Jules†寄宿舎

「女性が創る透明で美しい少年世界」をテーマに、 演劇、映像作品、イベント企画をしている、Jules†少年達の日記。

スポンサーサイト

上記の広告は1ヶ月以上更新のないブログに表示されています。
新しい記事を書く事で広告が消せます。
  1. --/--/--(--) --:--:--|
  2. スポンサー広告

Jules†ジュール誕生秘話<番外編>

劇団名Jules†ジュールは、どうしてJules†ジュールと名づけられたのか・・・?

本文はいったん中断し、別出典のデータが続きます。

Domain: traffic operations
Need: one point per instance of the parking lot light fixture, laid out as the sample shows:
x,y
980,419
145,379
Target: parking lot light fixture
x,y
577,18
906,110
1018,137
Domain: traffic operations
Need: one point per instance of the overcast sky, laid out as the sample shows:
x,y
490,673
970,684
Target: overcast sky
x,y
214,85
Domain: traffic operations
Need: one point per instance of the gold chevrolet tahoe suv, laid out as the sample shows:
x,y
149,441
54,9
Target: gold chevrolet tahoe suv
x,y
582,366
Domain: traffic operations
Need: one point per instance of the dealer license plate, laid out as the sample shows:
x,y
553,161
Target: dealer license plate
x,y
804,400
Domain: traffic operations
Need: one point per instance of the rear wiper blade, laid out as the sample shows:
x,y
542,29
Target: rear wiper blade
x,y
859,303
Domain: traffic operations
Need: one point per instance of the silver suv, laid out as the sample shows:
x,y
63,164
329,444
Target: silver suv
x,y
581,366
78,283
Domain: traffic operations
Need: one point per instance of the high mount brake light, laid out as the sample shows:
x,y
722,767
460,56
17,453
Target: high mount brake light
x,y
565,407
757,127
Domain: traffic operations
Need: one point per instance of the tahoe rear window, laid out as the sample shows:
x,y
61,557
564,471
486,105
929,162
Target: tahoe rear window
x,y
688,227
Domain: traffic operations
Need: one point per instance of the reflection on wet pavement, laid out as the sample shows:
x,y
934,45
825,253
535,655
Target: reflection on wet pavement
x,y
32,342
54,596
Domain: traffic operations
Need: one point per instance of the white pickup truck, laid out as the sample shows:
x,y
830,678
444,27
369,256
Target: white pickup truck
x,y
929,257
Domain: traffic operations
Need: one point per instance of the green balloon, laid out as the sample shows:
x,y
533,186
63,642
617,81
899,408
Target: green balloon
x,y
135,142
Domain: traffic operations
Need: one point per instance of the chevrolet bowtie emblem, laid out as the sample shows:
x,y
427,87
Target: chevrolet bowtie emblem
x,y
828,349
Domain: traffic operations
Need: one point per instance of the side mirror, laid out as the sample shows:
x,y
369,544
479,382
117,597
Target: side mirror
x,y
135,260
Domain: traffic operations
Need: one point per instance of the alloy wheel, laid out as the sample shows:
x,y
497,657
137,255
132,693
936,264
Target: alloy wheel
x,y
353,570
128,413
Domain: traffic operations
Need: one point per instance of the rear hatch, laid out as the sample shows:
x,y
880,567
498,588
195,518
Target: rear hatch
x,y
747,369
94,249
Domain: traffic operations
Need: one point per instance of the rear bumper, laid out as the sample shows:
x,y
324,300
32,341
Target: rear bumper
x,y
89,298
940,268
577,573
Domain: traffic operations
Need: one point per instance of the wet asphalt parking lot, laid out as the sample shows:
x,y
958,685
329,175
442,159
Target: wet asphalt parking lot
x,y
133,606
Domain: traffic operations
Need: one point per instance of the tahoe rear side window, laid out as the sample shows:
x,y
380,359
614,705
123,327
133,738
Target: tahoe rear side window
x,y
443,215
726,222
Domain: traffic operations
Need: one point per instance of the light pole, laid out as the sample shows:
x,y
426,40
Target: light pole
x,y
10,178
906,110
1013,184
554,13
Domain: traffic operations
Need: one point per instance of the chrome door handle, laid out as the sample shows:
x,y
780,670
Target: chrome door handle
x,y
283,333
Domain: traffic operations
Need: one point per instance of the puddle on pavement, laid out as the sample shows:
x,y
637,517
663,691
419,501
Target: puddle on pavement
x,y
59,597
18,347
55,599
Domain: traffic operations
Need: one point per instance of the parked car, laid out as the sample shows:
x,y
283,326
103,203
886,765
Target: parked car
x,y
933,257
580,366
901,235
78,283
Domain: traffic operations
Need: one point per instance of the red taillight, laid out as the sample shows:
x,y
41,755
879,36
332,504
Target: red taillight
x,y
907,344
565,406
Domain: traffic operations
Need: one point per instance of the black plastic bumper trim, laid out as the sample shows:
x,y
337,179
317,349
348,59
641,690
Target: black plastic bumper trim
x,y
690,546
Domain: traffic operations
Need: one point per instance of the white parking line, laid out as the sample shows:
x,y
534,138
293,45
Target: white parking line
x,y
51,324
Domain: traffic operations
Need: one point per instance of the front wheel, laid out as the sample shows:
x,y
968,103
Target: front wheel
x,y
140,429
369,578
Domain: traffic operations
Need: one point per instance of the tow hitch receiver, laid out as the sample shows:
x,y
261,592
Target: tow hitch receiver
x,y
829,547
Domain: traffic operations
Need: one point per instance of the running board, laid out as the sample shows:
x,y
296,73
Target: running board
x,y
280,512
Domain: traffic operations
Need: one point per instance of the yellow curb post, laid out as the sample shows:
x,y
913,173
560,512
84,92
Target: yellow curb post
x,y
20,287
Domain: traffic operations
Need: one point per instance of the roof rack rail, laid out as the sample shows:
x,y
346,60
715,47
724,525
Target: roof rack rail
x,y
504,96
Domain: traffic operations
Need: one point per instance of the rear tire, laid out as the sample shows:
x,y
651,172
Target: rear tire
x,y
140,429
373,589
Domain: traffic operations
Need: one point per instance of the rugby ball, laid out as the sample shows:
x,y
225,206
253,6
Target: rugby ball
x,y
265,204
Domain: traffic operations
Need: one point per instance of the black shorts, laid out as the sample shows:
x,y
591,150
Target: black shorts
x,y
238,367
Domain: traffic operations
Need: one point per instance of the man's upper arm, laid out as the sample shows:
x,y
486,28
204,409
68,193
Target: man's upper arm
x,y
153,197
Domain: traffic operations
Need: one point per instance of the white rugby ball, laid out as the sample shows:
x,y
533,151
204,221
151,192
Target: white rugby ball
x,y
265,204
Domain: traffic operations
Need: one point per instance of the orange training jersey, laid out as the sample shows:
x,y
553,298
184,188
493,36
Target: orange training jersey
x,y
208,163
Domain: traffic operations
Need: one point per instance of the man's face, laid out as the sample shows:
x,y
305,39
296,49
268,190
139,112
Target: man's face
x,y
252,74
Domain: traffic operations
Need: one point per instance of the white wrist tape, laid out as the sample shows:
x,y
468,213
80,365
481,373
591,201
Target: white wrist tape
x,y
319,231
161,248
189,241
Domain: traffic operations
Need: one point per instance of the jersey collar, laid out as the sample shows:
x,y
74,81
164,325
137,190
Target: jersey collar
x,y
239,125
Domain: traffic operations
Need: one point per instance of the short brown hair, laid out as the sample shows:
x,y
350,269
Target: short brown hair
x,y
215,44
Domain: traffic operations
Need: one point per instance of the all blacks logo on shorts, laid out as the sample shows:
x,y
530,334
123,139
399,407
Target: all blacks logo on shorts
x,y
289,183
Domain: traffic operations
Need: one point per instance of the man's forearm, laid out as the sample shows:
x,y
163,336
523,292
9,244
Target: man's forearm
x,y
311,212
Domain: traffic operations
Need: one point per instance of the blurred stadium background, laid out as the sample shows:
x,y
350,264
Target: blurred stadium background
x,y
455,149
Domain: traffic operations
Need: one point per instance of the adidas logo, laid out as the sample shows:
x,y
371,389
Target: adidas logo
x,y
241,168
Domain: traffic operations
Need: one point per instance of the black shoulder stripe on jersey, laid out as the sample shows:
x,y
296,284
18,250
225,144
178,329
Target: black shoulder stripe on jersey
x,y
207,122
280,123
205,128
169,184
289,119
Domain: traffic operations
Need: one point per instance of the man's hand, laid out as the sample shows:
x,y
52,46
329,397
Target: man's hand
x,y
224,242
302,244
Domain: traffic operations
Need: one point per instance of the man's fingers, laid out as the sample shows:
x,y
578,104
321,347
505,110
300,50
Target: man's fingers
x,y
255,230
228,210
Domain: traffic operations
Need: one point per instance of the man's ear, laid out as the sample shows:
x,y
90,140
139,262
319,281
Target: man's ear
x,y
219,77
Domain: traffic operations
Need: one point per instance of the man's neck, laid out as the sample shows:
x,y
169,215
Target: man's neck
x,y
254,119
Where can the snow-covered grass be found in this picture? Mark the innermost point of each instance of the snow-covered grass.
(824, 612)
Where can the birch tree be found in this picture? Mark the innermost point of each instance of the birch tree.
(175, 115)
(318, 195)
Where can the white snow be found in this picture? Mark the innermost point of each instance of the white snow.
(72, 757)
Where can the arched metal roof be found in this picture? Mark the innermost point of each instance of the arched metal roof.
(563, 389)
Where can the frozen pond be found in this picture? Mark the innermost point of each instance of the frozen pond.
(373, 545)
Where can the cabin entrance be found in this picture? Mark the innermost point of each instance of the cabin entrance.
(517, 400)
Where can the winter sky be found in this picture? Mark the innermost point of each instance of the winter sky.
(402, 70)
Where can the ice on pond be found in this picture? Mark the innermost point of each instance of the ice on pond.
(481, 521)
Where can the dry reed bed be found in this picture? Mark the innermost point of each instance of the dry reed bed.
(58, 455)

はい、「主な由来」はフランス人作家のJules Verne(ジュール・ヴェルヌ)。月世界旅行 (De la Terre à la Lune )の作家です(直球や)。
伊東が集団名を決めかねて机に積みあがっていた本たちを繰りながら、そのあたりの作家のもの+初期の映画や幻灯機(マジックランタン)に関する本+タルホニアなどの稲垣足穂の映画論などなど。ぱらりらとそれをめくった伊東の目に飛び込んできたのが、お月様の目にロケットが飛び込んでる「月世界旅行」の映画の一場面。
jules_1.jpg
伊東「あー、これ知ってる!乃木坂のラ・カメラ(現在は下北沢)でこのシーン見た♪ 
    ・・・これって誰の作品?」
女「ジュール・ヴェルヌ」
伊東「おぉー・・・(としばらく大文字小文字カタカナ色々紙に書き散らす狩野)
    うん、これに決めた♪”Jules”!」(早っ!)

いろんな面白すぎる逸話が合って、どれが本当の話なのかわからない謎の作家。今年没後101年に当たるのを記念して(何で100年記念ぢゃないのか?それもヴェルヌらしい気も・・・)日本ジュールヴェルヌ協会が設立されるとかダヴィンチコードにも影響を与えているからヴェルヌコードが発売されるとか今年はジュールが動くらしいぞ!!(真偽不明(笑))
jules_2.jpg
読んだことがなくてもナンカ聞いたことある名・・・って人が多いかも。某ネズミーランドの海のほうでも名前を見つけることが出来ますし、ノーチラス号はじめ今の映画やゲームや実際の潜水艦や飛行機などに、ヴェルヌ作品に登場するものの名がそのまま付いているものが多いんです。なぜか?・・・それは、“彼の作品を読んで科学に興味を持ち、そのまま本当の科学者になった少年達”が本当に多いからです!!。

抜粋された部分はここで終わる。